Paul Hortenstein, an independent historian researching the involvement of New York’s early mayors in slavery, recently observed that the city government’s widely used list of mayors undercounted Matthias Nichols, a figure from the early years of slavery. English Colonial rule in New York.
Nicholas is listed as the sixth mayor from 1671 to 1672, but there is no mention of his return to office two years later. In the interim, successor John Lawrence took over, then was ousted by a Dutch invasion which briefly imposed a different form of colonial government. The Netherlands eventually gave up the territory in exchange for other concessions, and the new English governor reappointed Nicholas in late 1674.
Other mayors were counted multiple times if they served non-consecutive terms, so Hortenstein suggested that Nicholas should receive the same treatment. The reform will include a change in the number of mayors from William Dervall (who became number 9) to the current mayors, spanning 350 years. eric adams (Who will be number 111).
“The number of mayors is an interesting issue that is more difficult than it appears at first glance,” Hortenstein said by phone.
A Washington, DC-area researcher, Hortenstein has his own history with New York mayors: He worked for Michael Bloomberg’s 2009 re-election campaign. (If the list were reordered, Bloomberg would be ranked 109th for the third time in a row.)

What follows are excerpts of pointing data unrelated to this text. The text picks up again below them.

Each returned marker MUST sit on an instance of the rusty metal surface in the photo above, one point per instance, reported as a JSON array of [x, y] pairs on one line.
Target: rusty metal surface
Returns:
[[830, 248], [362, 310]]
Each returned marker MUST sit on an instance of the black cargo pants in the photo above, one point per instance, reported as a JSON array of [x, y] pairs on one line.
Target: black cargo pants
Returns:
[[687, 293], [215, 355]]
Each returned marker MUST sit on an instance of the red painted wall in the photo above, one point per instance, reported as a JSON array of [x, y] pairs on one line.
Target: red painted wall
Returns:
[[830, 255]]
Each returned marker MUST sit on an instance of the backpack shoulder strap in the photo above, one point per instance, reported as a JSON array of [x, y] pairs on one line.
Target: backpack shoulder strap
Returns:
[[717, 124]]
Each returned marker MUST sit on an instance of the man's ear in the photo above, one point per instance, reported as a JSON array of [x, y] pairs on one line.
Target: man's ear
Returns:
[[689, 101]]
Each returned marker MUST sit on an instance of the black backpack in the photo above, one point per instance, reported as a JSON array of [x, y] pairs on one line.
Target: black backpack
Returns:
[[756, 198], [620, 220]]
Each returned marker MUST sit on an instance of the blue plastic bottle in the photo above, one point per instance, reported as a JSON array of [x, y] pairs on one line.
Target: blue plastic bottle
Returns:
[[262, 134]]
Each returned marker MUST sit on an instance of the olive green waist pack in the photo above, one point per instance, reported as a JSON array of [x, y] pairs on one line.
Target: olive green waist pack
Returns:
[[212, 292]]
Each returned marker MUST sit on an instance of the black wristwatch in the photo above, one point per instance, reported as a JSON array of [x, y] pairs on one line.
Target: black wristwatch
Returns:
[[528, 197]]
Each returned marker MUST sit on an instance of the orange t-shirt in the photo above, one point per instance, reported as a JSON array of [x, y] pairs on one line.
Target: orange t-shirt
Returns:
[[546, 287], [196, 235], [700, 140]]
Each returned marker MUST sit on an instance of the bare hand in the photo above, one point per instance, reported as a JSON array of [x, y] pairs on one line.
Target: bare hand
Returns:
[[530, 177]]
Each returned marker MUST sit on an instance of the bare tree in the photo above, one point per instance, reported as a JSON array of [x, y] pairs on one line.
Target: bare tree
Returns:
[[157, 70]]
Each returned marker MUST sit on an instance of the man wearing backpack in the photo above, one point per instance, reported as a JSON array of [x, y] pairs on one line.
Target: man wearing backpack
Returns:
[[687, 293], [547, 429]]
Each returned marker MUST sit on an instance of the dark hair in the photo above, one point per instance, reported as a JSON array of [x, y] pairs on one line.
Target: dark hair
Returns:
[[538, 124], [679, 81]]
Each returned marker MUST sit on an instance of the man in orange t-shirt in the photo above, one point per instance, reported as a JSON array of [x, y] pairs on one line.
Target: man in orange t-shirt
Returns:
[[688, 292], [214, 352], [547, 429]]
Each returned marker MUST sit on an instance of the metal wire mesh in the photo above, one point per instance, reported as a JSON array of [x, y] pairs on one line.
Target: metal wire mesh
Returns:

He hopes the debate will spark interest in early mayors and their personal and political involvement with slavery.
As Hortenstein noted, the late Peter Kristof, a former New York State Library official, pointed out the Nichols numbering flub in 1989. This time, after local news site Gothamist reported on the apparent mayoral miscount, the city’s Department of Records and Information Services took notice.
In a Dec. 11 blog post, agency archivist Michael Lorenzini painstakingly explored the complexities and gaps in the centuries-old records. When the city began printing lists of past mayors in the mid-1800s, Nicholls’ second term was not included.

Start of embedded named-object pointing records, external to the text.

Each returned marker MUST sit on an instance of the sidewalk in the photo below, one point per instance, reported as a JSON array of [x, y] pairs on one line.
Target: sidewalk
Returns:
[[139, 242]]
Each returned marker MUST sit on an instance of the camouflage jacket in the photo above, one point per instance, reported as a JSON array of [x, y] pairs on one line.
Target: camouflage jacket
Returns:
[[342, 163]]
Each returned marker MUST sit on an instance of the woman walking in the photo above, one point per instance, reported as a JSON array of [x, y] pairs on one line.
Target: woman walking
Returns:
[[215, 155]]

“It appears that on January 1, 2026, Mayor Mamdani should be Mayor No. 112,” Lorenzini wrote, while “the numbering of ‘mayors’ of New York City has been somewhat arbitrary and inconsistent.”
The list does not count “burgomasters”, mayor-like officials who served in pairs during certain periods of Dutch rule. There is no accounting for any of these leaders native Americans Who lived in this area for thousands of years before colonization. Some acting mayors are mentioned, but numbers are not given – except for a more obscure version of the list, which is recorded in a 2015 document in the city archives.
Furthermore, equating “mayors” is also, to some extent, like comparing apples and oranges. The mayor initially led New York City, which initially included only Manhattan before expanding to include the Bronx, Brooklyn, Queens, and Staten Island in the late 1800s.
So how much does the numerical list ultimately matter?
“In some ways, it’s a kind of educational exercise,” Lorenzini said over the phone this week. “But I think what’s interesting to me is that we still have these records, and people can still dive into them and still find something new or something to debate. History is still alive.”